Section 3 of Chapter 524 is still in effect unless it was repealed by the enactment of the recodified Village Law in 1972. A general law will not, however, impliedly repeal a special law unless the legislative intent to effect such a repeal is clearly demonstrated. See People ex rel. Savory, Inc. v. Plunkett, 295N.Y. 180, 183 (1946); Horowitz v. Roslyn, 144 A.D.2d 639, 641 (2d Dep't 1988) ("[T]he principle that repeals by implication are disfavored will apply with particular force when it is claimed that a prior special law has been implicitly repealed by a subsequent general law."); see also Statutes § 396, 1 McKinney's Cons. Laws of N.Y. at 569 (1971).

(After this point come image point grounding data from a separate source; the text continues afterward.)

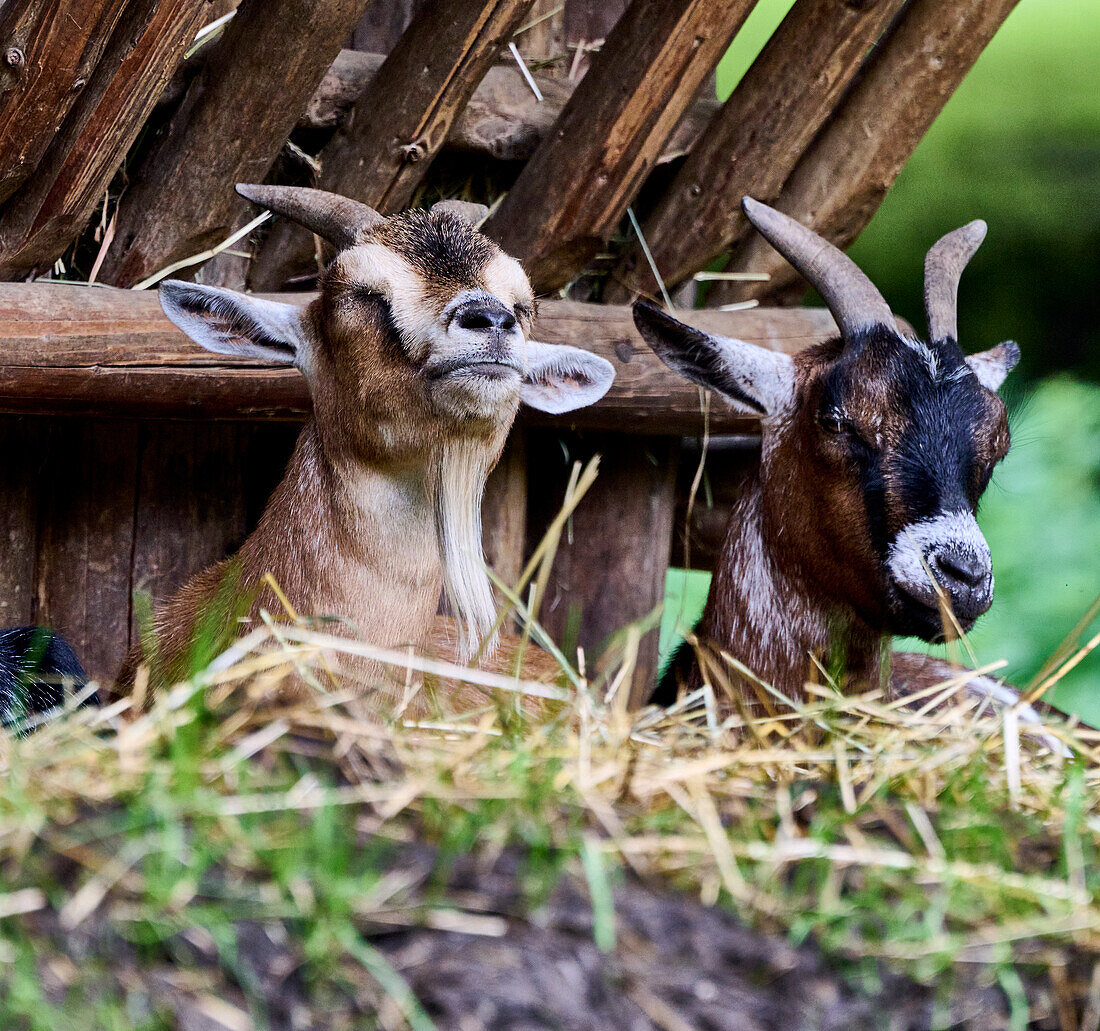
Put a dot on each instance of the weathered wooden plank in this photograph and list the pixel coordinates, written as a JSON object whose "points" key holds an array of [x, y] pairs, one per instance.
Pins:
{"points": [[504, 512], [611, 132], [52, 207], [400, 121], [755, 140], [21, 443], [48, 47], [382, 24], [609, 568], [191, 505], [839, 183], [229, 128], [503, 120], [81, 578], [86, 350]]}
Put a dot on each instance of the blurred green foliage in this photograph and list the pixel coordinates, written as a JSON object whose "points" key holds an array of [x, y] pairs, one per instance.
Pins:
{"points": [[1042, 518], [1019, 145]]}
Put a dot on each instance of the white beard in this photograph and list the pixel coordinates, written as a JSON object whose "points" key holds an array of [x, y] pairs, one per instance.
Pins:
{"points": [[463, 469]]}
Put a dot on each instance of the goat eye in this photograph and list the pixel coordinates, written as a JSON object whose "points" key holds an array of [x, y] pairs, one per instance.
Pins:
{"points": [[833, 424]]}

Recodifying the Village Law, the Legislature was in fact explicit in its intent not to repeal section 3 of Chapter 524: "This chapter shall not be deemed to repeal or otherwise affect the provisions of any special . . . law . . . of any county, it being the intention of the legislature that the same shall continue in full force and effect until and unless otherwise duly amended, repealed or affected." Village Law § 23-2202.
In light of the expressed intent to preserve existing special laws relating to counties upon the re-enactment of the Village Law and the lack of relevant amendment to section 3 of Chapter 524, we are of the opinion that section 3, as otherwise amended, governs the abolition of the Village of Haverstraw's police department, and thus that the local law was subject to mandatory referendum. Cf. 1977 Op. Att'y Gen. (Inf.) 191 (recodification of Village Law did not supersede existing village charter provisions enacted by special law).
The Attorney General issues formal opinions only to officers and departments of state government. Thus, this is an informal opinion rendered to assist you in advising the municipality you represent.
Very truly yours,
KATHRYN SHEINGOLD, Assistant Solicitor General
In Charge of Opinions
1 The operation of the Haverstraw police department, which you have indicated was established in 1929, was thus made subject to Chapter 524.
2 To the best of our knowledge, and in accord with your representations, we are aware of no other relevant amendments to chapter 524.
3 A provision in the Village Law subjecting an act or resolution of the board of trustees to "permissive referendum" requires the submission of the act or resolution to a referendum on petition as set forth in Village Law § 9-902. Village Law § 9-900(1). If, within 30 days after the adoption of an act or resolution of the village board of trustees subject to referendum on petition, a petition — signed and acknowledged by at least 20% of the village electors — protesting the act or resolution and requesting that it be submitted to referendum is filed with the village clerk, then the act or resolution does not take effect unless it is approved by a majority of the qualified voters of a village voting on the proposition. Id. § 9-902(1).